The rate of IgE-mediated allergy resolution varies according mainly to the food and the patient's age (milk and egg allergy have a higher resolution rate than peanut within the first 5 years of life).[3] Current management of food allergy is based on food avoidance and recognition and treatment of allergic reactions but food avoidance is not always possible because of the presence of hidden allergens and may affect patients' quality of life and/or their nutritional status. For these reasons since the 1980s researchers have paid attention to oral food-specific immunotherapy (SIT) to treat food-allergic patients.[4] The exact mechanisms of food immunotherapy are still not known but immunologic changes include decreased reactivity of mast cells and basophils, increased food-specific IgG4 and increased regulatory T cells (Tregs). Tregs suppress Th2-immune response via secretion of IL-10 and/or TGFβ. The development of Tregs is responsible for permanent tolerance (or long-term desensitization).[5]

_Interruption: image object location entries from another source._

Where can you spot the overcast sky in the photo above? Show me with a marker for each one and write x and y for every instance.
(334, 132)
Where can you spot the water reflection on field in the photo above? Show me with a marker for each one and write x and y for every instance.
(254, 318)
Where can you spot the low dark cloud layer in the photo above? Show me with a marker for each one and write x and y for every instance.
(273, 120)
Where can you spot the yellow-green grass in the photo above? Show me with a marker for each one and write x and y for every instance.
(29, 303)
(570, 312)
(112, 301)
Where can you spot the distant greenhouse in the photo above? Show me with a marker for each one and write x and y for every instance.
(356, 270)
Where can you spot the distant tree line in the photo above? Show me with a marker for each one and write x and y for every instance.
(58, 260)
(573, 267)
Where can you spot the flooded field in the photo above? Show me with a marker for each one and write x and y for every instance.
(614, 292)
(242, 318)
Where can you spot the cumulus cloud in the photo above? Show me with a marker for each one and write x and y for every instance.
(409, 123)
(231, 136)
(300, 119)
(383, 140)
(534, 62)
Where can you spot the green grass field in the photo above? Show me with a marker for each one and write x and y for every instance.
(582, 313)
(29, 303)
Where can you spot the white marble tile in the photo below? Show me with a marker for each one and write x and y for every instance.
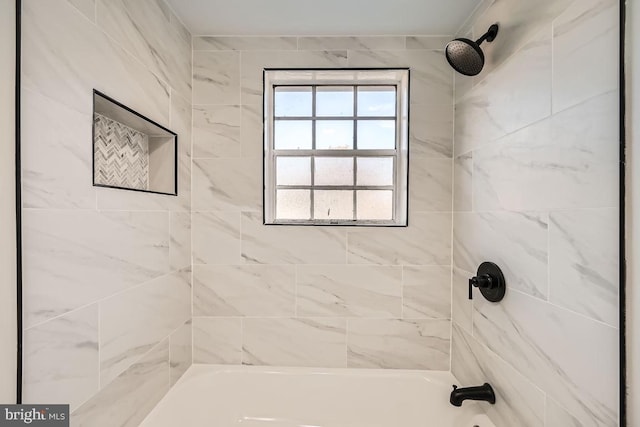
(181, 345)
(295, 342)
(133, 322)
(585, 51)
(583, 262)
(129, 398)
(182, 123)
(180, 243)
(431, 77)
(352, 43)
(426, 241)
(430, 182)
(568, 161)
(65, 56)
(65, 251)
(514, 96)
(216, 131)
(251, 136)
(217, 340)
(519, 21)
(562, 353)
(291, 244)
(518, 401)
(463, 182)
(516, 241)
(87, 7)
(348, 290)
(216, 238)
(431, 130)
(61, 359)
(426, 292)
(428, 42)
(216, 78)
(399, 344)
(556, 416)
(227, 184)
(463, 85)
(254, 62)
(143, 28)
(245, 290)
(461, 305)
(56, 155)
(244, 43)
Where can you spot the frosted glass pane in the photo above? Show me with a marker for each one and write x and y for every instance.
(334, 101)
(377, 101)
(334, 134)
(293, 101)
(333, 204)
(375, 204)
(334, 171)
(292, 135)
(293, 204)
(293, 171)
(375, 171)
(377, 134)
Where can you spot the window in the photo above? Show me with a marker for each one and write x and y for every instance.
(336, 147)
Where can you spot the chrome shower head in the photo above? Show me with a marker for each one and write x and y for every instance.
(465, 56)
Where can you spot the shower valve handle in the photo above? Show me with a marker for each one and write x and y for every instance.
(483, 281)
(490, 280)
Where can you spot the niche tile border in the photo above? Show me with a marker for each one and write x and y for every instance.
(142, 133)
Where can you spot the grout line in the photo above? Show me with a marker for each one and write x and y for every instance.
(99, 346)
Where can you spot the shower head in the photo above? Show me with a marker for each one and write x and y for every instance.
(465, 56)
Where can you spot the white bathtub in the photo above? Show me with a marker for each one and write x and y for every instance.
(221, 396)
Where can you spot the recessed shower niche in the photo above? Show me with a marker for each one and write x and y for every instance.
(130, 151)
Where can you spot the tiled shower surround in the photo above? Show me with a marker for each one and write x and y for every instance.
(115, 279)
(536, 190)
(317, 296)
(107, 273)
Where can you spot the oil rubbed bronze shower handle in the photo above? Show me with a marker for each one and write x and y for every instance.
(490, 281)
(483, 281)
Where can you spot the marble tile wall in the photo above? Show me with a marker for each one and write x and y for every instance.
(107, 273)
(317, 296)
(536, 190)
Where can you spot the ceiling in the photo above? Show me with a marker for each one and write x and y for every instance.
(323, 17)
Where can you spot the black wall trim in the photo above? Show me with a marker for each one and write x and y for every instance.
(622, 226)
(18, 200)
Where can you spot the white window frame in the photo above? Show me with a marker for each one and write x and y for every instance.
(398, 77)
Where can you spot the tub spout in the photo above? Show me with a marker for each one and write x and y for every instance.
(483, 392)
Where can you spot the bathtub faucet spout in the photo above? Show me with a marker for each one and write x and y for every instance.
(483, 392)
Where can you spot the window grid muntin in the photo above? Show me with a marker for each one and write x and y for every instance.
(354, 153)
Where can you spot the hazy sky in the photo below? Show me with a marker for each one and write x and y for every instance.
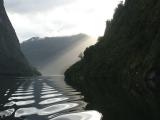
(59, 17)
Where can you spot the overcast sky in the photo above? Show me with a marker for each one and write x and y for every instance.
(42, 18)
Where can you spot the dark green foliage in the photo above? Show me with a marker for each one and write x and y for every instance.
(12, 61)
(120, 75)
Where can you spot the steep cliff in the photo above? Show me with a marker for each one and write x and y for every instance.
(120, 75)
(12, 61)
(52, 55)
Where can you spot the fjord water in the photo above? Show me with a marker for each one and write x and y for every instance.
(42, 98)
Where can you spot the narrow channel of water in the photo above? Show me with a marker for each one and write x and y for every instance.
(42, 98)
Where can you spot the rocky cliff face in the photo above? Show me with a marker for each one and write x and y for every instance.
(120, 75)
(12, 61)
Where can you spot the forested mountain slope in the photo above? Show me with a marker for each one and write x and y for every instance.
(12, 61)
(120, 75)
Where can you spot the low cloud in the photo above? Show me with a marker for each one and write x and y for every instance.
(31, 6)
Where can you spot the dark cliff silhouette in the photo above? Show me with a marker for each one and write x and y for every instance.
(120, 75)
(12, 61)
(53, 55)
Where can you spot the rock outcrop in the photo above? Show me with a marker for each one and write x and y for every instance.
(12, 61)
(120, 75)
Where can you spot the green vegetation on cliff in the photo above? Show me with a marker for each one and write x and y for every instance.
(120, 75)
(12, 61)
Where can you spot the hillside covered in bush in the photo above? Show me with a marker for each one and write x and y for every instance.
(120, 75)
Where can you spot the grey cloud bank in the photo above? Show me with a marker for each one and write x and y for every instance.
(27, 6)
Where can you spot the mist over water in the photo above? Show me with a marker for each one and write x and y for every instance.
(59, 65)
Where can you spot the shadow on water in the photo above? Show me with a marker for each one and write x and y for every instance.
(42, 98)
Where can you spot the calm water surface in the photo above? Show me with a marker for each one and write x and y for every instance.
(42, 98)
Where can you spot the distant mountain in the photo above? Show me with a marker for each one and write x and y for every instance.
(120, 75)
(12, 61)
(53, 55)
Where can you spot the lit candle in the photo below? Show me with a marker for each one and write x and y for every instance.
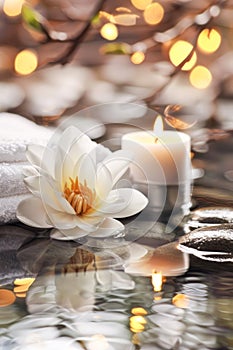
(157, 281)
(160, 157)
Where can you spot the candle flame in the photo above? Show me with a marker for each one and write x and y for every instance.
(157, 281)
(158, 127)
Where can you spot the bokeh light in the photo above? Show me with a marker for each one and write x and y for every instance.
(153, 13)
(109, 31)
(200, 77)
(12, 8)
(139, 311)
(137, 57)
(209, 40)
(181, 301)
(26, 62)
(178, 53)
(141, 4)
(137, 324)
(7, 297)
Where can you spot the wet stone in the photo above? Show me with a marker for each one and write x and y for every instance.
(209, 216)
(213, 243)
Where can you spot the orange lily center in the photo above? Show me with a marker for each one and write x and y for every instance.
(79, 195)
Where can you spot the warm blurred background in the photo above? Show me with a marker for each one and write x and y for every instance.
(59, 56)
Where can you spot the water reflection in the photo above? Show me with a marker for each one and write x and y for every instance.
(86, 299)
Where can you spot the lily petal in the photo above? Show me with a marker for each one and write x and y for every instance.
(128, 202)
(67, 235)
(109, 227)
(52, 197)
(85, 169)
(32, 212)
(33, 184)
(103, 183)
(61, 220)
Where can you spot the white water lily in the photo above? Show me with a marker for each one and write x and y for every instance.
(73, 188)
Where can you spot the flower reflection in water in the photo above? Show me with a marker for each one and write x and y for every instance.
(88, 302)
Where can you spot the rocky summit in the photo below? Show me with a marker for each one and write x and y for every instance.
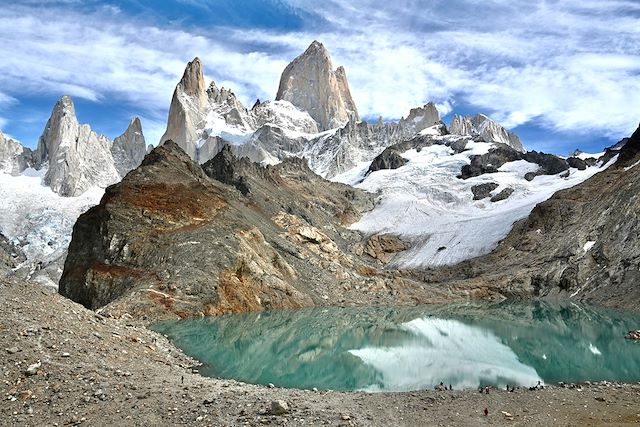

The great majority of published studies deal with food oral immunotherapy (OIT) with whole foods but recently some authors have paid attention also to sublingual immunotherapy (SLIT) and epicutaneous immunotherapy. Subcutaneous immunotherapy (SCIT) has been attempted in the past but has been abandoned because of side-effects.[6–12]

The purpose of this review is to provide an update on the possibility to use recombinant or native major allergenic molecules to treat food allergic patients.